Нет, нет, нет!
Он не может больше так мучить их! Он не имеет права быть причиной несчастья своей семьи. Своей матери-вдовы. Своих младших братьев и сестер.
Надо что-то делать, что-то предпринять. Надо вырваться из Петропавловской крепости. Во что бы то ни стало. Любой ценой.
Побег. Вот что ему сейчас нужно. Побег, тайное письмо в Симбирск и деньги, чтобы все могли выехать за границу. Он сам перейдет границу нелегально. Володя, Оля и Митя смогут продолжить там образование. Он будет работать для этого не покладая рук. Чтобы оставшаяся без отца семья ни в чем не испытывала затруднений.
Скорее, скорее назад в Петербург. Скорее назад в крепость, в камеру, чтобы совершить побег по всем правилам и законам, подкупить стражу, перепилить решетку, спуститься по крепостной стене на веревочной лестнице и ускакать на поджидающих лошадях в густой и темный лес.
Он сильно разбегается по Лисиной улице, отталкивается от земли, взлетает...
Но, видно, первый толчок был недостаточно сильным: от угла Беляевского переулка приходится разбегаться еще раз.
Разбег. Толчок. Прыжок. Еще один толчок. Гигантский прыжок вдоль всей Комиссариатской - не задеть бы за купола соборов...
И вот он наконец в воздухе. Он летит на этот раз сам по себе - безо всяких воздушных шаров, без ковров-самолетов. Просто он сегодня летающий человек. Может быть, единственный во всем мире летающий человек. Стоит ему только захотеть, и он взлетает в воздух. И никто, решительно никто не может догнать его. Он свободен - свободен как птица, как мысль, настроение, чувство...
Он делает прощальный круг над городом.
Прощай, Симбирск!
Прощай, родина!
Прощай, детство.
Гимназия.
Отчий дом.
Прощай, Волга.
Прощай, все, что бывает только в юности, - мечты, упования, грезы, чистые думы о будущем, светлая вера в исполнимость желаний и свершение надежд.
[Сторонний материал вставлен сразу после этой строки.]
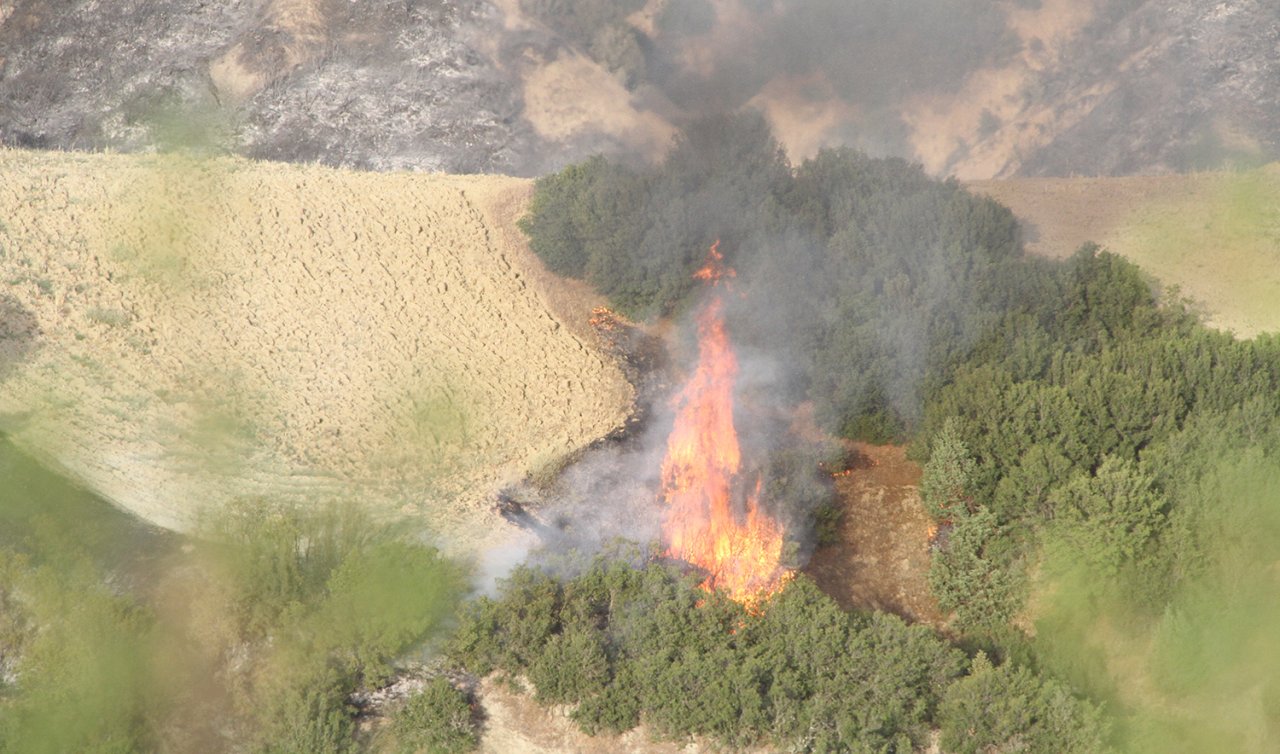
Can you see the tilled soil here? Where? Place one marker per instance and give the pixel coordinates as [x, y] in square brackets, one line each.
[184, 332]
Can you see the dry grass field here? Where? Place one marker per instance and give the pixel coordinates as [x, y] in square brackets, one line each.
[182, 332]
[1215, 236]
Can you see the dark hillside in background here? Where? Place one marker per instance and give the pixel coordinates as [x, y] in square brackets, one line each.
[978, 90]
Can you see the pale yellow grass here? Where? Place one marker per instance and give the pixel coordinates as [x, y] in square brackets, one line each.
[220, 329]
[1215, 236]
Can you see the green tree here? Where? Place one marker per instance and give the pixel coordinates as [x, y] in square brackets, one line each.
[1011, 709]
[437, 721]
Он берет курс на Петербург, и зеленовато-серая, как казенная шинель, Россия плывет под ним, исполосованная розгами мартовских рощ и шпицрутенами корабельных лесов, исхлестанная плетями рек, - вся в осколках озер и надежд, в косых слезах соленых дождей, в редких разводах облаков, в неясных, непрочитанных, непонятных туманах.
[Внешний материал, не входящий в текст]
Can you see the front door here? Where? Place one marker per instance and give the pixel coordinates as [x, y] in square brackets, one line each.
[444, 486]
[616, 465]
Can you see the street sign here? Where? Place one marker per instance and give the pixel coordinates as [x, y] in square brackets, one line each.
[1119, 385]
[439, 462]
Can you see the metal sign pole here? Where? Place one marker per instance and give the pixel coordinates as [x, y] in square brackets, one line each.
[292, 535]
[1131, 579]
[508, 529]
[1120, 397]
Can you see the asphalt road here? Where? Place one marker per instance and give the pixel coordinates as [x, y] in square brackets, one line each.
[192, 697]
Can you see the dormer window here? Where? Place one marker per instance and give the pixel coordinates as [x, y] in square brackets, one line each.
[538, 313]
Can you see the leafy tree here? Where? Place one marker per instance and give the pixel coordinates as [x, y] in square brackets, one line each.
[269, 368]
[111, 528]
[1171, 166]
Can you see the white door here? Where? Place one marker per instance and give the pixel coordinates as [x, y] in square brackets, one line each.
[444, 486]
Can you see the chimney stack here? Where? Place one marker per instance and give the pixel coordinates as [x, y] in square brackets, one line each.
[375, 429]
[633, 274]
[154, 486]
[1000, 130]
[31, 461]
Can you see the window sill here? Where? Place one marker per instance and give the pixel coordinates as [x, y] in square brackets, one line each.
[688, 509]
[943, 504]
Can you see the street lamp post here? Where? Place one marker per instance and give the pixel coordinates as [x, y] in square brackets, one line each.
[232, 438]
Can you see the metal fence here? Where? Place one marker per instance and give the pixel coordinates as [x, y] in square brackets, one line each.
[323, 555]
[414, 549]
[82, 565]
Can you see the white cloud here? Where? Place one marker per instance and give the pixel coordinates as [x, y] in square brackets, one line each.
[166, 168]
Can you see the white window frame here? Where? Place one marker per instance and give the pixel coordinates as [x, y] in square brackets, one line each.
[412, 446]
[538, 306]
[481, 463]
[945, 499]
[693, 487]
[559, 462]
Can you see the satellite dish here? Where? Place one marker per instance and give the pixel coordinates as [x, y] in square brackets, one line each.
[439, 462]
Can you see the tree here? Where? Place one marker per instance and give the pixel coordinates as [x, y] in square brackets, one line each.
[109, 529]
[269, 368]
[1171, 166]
Да, наверно, он летал в ту ночь - с 20 на 21 марта 1887 года, в ночь перед своим последним допросом на следствии.
И если он летал, значит, он еще рос тогда - и нравственно, и физически.
Он не мог нравственно не расти в эти дни, потому что все, кто видел его до ареста и потом на суде, отмечали необыкновенную внутреннюю перемену, происшедшую с ним за время следствия.
До ареста он был юношей, обращающим на себя внимание своей цельностью и этическим стоицизмом, несомненно отмеченным высоким жизненным предназначением, по все-таки юношей.